Is this something known ( if it is true)? And if so, how does one prove or disprove it, are there heuristics?

The left inequality is equivalent to the Second Hardy-Littlewood conjecture.

The k-tuple conjecutre, AKA First Hardy-Littlewood conjecture is the statement that the density of every Prime Constellation can be computed using a single general formula. If it is true, then there are infinitely many twin primes, also infinitely many prime tuples of form $(p, p+4)$, $(p, p+6)$, $(p, p+2, p+6, p+8)$, etc. Note that it does not imply the prime tuple $(p, p+2, p+4)$ is infinite, which is not true.

If k-tuple conjecture is true, then Second Hardy-Littlewood conjecture is not true. $\pi(3159)=446$, but there may be $447$-tuple primes spanning $3159$ integers. Such tuple is not yet discovered, but the formula in k-tuple conjecture suggests that the first such tuple is likely to be between $1.5\times10^{174}$ and $2.2\times10^{1198}$.

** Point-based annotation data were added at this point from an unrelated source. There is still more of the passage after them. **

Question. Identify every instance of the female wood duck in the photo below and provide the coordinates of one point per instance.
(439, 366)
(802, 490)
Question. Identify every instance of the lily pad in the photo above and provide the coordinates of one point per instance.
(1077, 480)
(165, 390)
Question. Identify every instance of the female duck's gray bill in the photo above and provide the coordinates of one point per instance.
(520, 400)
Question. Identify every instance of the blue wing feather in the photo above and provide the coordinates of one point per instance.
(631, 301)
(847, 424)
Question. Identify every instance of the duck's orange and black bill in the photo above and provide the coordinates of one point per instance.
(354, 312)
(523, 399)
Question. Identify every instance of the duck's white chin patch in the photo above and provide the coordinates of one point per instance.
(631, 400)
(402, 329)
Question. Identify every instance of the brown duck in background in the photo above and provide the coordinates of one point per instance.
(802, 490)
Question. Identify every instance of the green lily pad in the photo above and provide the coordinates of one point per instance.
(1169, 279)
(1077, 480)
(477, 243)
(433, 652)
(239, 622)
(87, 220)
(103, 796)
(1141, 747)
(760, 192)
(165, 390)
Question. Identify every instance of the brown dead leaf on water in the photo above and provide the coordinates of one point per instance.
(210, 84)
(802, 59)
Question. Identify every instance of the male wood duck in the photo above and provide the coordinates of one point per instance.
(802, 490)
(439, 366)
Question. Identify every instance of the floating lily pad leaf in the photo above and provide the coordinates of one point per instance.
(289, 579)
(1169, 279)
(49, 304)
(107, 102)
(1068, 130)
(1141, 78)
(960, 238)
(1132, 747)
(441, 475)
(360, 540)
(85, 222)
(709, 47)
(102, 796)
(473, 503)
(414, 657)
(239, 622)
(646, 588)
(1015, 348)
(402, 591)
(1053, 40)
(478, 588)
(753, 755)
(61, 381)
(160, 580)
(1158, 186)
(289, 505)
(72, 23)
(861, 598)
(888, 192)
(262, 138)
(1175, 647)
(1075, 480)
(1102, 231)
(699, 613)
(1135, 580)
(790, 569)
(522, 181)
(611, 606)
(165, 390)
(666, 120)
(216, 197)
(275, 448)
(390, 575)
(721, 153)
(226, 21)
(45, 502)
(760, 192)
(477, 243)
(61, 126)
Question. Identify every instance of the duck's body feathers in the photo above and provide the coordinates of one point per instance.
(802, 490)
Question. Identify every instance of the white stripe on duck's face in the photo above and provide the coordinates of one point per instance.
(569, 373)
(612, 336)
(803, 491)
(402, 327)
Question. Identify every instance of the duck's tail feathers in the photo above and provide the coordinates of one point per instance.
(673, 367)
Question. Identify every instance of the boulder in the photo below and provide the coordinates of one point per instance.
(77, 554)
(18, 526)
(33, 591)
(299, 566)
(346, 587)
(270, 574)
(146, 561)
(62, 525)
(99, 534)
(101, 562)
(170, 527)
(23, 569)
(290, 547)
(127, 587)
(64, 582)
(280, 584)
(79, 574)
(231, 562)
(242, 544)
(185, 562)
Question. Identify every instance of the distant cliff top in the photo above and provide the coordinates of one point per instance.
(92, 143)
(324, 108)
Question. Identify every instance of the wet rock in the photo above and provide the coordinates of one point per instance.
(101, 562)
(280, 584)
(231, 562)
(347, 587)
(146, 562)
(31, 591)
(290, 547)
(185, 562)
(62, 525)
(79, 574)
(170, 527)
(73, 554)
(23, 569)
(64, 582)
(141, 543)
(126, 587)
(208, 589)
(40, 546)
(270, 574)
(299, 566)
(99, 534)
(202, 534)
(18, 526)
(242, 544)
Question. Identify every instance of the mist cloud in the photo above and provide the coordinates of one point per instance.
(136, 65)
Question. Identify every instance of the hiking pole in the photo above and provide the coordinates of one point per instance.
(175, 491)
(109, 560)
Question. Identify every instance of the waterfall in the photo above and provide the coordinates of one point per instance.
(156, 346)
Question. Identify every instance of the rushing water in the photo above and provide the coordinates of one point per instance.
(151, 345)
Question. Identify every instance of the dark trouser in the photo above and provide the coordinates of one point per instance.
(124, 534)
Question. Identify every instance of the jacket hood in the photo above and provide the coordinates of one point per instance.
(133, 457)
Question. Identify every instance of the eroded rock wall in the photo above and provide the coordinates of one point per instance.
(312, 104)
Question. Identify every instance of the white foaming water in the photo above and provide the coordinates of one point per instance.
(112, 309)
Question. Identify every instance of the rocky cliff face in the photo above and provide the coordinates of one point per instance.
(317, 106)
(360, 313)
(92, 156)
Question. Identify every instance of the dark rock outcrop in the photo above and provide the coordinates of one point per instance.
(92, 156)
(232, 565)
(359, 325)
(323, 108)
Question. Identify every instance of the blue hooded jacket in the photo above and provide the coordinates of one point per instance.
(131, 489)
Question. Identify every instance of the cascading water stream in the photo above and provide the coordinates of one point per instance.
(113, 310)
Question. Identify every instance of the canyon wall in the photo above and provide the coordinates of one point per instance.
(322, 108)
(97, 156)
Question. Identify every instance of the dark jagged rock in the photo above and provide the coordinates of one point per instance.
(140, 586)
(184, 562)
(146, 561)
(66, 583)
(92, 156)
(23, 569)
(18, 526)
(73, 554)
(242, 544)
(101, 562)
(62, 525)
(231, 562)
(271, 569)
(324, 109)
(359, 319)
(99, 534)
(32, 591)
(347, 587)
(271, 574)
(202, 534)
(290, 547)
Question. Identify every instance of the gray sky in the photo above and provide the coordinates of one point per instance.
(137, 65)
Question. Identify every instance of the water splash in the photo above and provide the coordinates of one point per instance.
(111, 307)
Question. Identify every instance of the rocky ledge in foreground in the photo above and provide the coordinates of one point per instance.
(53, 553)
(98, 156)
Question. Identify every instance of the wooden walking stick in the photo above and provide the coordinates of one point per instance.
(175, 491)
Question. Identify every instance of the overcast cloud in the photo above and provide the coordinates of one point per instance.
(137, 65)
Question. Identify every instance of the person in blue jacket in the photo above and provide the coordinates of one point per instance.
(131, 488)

For right inequality, WLOG assume that $m \le n$. Then for $10 \le n$ and $3 \le m$, we can apply the inequality mentioned by @gammatester. $$p_{m+n}\le p_{2n}<2n\ln{(2n\ln{2n})}<4n{(\ln(n\ln n)-1)}<4p_n\le p_mp_n$$

For $n<10$, one can check all the cases manually. For $m=1$, it is Bertrand's Postulate. For $m=2$, it is proving $p_{n+2}<3p_n$. It is known that if $k\ge25$, then there exists a prime between $k$ and $1.2k$. It is trivial corollary that $p_{n+2}<1.2^3p_n<3p_n$ if $n>10$, especially since $p_{10}=29>25$.